Abrechnung braucht Geschwindigkeit und klare Grenzen. Rechnungserstellung und Zeiterfassung sollten im Alltag verfügbar sein; sensible Finanzbereiche verlangen personengebundene Zusatzrechte.
Standard-Funktionen im Arbeitsablauf
Rechnung erstellen und Zeit erfassen gehören nah an die Akte. Leistungen, Beteiligte und Vorgangsdaten sollten nicht erneut aus mehreren Systemen zusammengesucht werden müssen. Ein Rechnungsentwurf bleibt bis zur fachlichen Prüfung klar als Entwurf erkennbar.
Finanzmodule bewusst trennen
SILCROW trennt erweiterte Finanzfunktionen in drei Zusatz-Berechtigungsstufen. Stufe 1 umfasst Rechnungen, Offene Posten sowie Zahlungen und SEPA. Stufe 2 umfasst Aktenkonto und Saldenliste. Stufe 3 umfasst Buchhaltungs-Profi, Bilanz/GuV/USt, EÜR und USt-Erklärung.
Keine Rolle, kein Adminstatus und keine niedrigere Berechtigungsstufe schaltet sensible höhere Stufen automatisch frei.
Im Test auf Korrekturen achten
Prüfen Sie nicht nur eine ideale Rechnung. Testen Sie Vorschuss, Korrektur, Storno, abweichende Leistung, Berechtigungsentzug und Übergabe an eine andere Person. Entscheidend ist, ob Status und Verantwortlichkeit verständlich bleiben.
So prüfen Sie das Thema in einer echten Demo
Eine belastbare Bewertung beginnt mit einem definierten Testfall statt mit einer allgemeinen Produktpräsentation. Formulieren Sie für „Rechnungserstellung und RVG mit kontrollierten Finanzrechten“ einen typischen Kanzleivorgang, das gewünschte Ergebnis und die beteiligten Rollen. So wird sichtbar, ob der Ablauf im Alltag verständlich bleibt.
- Standardfall: Den normalen Ablauf vom Start bis zum dokumentierten Ergebnis vollständig durchführen.
- Ausnahmefall: Eine falsche Zuordnung, Korrektur, Abwesenheit oder Rückfrage bewusst auslösen.

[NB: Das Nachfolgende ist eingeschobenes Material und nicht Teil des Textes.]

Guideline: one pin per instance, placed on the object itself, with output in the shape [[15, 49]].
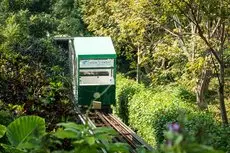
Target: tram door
[[96, 81]]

- Übergabe: Eine zweite berechtigte Person soll den Bearbeitungsstand ohne mündliche Erklärung verstehen.
- Nachweis: Status, Änderungen, Zuständigkeit und gegebenenfalls Export nachvollziehbar kontrollieren.
Für diese Seite gehören insbesondere Standard-Funktionen im Arbeitsablauf, Finanzmodule bewusst trennen, Im Test auf Korrekturen achten in das Testszenario. Erfassen Sie offene Punkte direkt während der Demo und bewerten Sie Muss-Kriterien getrennt von Komfortfunktionen.
Häufige Fragen
Was sollte eine Kanzlei bei „Rechnungserstellung und RVG mit kontrollierten Finanzrechten“ zuerst prüfen?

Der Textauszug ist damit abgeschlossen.